Top billing in the Local Artist Films Program organized by the Chinatown Community Land Trust 9/17/2020 part of the 29 Oak Street Wall Projections series.
My MaMa’s Back,” an excerpt from a longer story called, “Duck,” is a tribute to the Chinese immigrant women garment workers of my Boston Chinatown childhood. The text and the recording, done by me in 2020, the photograph, by my father, Walter Yee, c.1952. In the photo, I sit with my mother inside 133 Hudson Street, our first American home, located where the first American community of Taishanese immigrant families settled after the repeal of the Chinese Exclusion Act in 1945. The subjects are my mother, May-Soon Gee Yee, myself, and in the dark shadows, longing, unseen, my two left behind sisters.

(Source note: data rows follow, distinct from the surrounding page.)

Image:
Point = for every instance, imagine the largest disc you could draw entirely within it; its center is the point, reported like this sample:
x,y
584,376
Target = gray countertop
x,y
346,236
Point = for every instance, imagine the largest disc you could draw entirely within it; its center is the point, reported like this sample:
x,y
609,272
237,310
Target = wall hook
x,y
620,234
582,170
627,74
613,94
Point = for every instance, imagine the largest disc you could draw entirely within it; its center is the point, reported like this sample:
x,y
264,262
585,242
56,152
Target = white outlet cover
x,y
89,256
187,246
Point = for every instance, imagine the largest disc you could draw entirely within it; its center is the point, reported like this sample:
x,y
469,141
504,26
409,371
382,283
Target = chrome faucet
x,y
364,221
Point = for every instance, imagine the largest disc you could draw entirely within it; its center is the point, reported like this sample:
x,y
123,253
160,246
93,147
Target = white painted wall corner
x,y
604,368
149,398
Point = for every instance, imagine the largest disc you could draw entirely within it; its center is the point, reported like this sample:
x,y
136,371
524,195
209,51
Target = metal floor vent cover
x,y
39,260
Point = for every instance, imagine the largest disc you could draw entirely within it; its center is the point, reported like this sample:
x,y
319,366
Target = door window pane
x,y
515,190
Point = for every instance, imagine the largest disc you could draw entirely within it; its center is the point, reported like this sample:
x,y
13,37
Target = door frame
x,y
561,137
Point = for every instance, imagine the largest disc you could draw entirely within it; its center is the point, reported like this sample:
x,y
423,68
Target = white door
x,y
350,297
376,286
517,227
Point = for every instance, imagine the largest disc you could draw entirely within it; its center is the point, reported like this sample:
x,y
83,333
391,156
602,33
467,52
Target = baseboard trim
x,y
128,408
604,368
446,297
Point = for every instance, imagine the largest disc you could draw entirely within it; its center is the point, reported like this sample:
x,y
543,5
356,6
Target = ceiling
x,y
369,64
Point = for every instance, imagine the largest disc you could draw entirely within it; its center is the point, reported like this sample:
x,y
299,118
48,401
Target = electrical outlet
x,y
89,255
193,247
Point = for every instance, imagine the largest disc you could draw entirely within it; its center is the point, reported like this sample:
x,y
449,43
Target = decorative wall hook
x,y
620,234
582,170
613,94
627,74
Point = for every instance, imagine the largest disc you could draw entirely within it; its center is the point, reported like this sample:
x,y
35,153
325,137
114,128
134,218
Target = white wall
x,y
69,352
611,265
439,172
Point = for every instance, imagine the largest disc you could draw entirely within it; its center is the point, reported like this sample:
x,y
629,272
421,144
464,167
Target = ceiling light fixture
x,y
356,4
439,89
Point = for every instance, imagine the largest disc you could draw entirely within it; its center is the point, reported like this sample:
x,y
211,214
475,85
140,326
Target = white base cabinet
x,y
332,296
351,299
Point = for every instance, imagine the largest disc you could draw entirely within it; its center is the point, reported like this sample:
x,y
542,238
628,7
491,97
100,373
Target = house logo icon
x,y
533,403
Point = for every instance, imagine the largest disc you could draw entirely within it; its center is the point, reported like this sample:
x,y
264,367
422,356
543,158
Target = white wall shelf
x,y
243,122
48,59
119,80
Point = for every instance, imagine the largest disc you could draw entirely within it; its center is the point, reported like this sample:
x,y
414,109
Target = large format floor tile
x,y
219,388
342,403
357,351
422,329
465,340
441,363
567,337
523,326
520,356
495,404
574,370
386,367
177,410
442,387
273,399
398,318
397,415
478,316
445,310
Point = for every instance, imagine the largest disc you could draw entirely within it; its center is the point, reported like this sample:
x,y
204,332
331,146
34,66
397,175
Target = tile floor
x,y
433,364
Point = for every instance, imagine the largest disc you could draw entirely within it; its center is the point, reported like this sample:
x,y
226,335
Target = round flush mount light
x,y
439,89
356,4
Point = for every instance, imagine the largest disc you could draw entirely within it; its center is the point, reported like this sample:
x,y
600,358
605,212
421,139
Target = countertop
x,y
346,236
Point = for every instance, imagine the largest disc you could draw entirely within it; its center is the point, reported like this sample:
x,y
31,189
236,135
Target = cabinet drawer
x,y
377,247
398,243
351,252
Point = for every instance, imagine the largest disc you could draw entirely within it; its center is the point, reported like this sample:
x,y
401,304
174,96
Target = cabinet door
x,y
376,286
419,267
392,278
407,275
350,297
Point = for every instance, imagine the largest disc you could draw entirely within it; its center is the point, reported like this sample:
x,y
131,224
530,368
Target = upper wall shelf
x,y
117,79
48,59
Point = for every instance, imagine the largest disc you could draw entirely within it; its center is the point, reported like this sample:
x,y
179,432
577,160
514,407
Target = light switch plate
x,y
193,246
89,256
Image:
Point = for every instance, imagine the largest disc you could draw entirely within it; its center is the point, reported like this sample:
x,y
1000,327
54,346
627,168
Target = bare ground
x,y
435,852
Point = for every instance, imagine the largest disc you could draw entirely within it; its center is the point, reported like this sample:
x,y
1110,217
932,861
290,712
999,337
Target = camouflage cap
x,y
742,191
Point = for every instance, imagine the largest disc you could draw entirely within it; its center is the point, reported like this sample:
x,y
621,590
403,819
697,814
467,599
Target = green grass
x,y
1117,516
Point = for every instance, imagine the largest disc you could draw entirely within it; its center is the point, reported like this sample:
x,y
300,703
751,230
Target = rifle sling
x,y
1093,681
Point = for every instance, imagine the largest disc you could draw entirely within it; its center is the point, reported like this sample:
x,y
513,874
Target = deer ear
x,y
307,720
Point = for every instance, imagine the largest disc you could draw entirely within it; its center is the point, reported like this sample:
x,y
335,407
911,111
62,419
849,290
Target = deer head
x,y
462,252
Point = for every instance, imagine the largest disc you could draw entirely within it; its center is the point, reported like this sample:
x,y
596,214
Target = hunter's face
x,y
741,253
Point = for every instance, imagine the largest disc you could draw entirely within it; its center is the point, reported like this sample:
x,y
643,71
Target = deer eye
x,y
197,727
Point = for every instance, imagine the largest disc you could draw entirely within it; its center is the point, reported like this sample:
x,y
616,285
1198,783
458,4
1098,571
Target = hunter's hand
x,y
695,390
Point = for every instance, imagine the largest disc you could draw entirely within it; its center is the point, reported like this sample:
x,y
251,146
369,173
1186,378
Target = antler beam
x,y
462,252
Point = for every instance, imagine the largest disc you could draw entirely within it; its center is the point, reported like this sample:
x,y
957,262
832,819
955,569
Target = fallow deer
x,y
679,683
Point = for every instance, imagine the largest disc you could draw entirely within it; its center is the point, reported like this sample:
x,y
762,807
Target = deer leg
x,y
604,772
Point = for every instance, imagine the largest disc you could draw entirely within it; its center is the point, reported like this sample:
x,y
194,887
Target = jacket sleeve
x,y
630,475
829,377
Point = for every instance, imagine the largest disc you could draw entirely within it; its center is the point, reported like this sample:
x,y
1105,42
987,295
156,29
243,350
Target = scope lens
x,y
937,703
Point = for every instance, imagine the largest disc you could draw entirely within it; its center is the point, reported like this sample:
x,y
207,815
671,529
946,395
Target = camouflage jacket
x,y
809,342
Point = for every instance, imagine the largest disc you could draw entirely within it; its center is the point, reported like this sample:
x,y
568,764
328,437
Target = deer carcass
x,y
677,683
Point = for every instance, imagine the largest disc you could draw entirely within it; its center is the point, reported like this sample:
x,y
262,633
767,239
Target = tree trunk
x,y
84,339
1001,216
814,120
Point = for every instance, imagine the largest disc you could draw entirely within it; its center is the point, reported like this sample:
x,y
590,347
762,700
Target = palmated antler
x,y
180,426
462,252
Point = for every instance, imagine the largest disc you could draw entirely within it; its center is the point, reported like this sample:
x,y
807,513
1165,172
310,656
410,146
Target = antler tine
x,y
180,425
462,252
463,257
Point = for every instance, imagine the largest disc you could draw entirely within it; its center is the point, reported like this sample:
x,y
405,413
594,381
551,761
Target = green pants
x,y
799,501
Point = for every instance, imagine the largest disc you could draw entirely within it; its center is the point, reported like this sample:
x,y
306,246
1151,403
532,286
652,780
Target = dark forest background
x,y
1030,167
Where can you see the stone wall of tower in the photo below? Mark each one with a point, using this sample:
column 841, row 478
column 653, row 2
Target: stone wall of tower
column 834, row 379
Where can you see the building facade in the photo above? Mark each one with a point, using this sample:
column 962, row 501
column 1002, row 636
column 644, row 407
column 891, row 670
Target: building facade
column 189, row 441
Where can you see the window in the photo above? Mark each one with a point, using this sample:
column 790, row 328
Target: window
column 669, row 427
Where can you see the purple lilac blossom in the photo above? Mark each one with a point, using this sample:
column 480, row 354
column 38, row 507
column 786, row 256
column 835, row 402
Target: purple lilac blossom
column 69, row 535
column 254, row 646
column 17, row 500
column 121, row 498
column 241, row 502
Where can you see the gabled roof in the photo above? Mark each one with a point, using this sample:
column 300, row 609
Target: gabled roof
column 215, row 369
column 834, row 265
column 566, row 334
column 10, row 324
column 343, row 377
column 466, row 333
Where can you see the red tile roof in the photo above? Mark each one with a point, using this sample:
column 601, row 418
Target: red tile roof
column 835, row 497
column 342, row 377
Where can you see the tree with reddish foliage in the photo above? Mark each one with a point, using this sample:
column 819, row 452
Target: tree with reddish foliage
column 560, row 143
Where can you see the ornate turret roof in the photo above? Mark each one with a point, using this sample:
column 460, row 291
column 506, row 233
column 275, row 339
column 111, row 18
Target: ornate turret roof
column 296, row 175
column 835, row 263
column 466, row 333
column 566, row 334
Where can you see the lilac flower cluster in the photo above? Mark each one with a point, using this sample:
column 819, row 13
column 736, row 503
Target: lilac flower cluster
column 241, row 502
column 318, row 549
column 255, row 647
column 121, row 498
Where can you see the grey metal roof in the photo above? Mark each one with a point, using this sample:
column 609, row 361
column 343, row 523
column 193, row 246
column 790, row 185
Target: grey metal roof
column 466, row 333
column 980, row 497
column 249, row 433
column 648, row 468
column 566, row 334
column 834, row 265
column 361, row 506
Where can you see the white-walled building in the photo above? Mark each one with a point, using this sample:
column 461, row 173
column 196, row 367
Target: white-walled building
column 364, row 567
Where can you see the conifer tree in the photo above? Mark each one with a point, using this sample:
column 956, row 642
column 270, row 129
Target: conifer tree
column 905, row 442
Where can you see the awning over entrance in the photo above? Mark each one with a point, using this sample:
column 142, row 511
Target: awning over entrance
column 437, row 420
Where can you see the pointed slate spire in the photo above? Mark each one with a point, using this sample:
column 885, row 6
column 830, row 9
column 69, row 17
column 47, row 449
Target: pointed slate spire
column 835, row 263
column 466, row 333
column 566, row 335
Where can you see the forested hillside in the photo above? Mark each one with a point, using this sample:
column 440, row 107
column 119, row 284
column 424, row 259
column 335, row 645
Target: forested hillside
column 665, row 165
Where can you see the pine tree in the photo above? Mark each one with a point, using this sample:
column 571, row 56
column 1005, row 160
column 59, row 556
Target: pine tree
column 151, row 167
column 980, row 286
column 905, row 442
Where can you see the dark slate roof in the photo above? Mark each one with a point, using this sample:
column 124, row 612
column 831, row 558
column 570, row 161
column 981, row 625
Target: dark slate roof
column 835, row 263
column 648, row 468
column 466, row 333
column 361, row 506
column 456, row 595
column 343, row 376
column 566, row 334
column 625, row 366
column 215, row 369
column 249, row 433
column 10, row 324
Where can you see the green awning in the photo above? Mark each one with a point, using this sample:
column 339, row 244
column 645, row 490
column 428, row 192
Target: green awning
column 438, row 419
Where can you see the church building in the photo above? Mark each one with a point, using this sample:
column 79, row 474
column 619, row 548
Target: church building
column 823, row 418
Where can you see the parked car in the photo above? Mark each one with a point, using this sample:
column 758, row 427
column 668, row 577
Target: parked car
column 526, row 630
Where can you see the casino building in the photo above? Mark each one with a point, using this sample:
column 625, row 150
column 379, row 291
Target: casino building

Due to the Chinese Exclusion Act, my parents were separated for 15 years before I was born. My mother and two older sisters, surviving the Japanese invasion of China, while my father, a US Army Corporal, fought in Europe. My mother entered Boston in 1948, under the War Brides Act of 1945, leaving two daughters behind. My parents’ granddaughter, Sarah Cheung, born in Guangzhou, emigrating to Boston in 1979, translated the text.
This piece tells the story of a childhood in a fragmented family, dominated by the ever present sound and rhythm of a sewing machine. Separated by socio-political upheaval, exclusionary laws, war and revolution, three generations meet across time and space in this artistic creation, centering on the sewing together of fabric.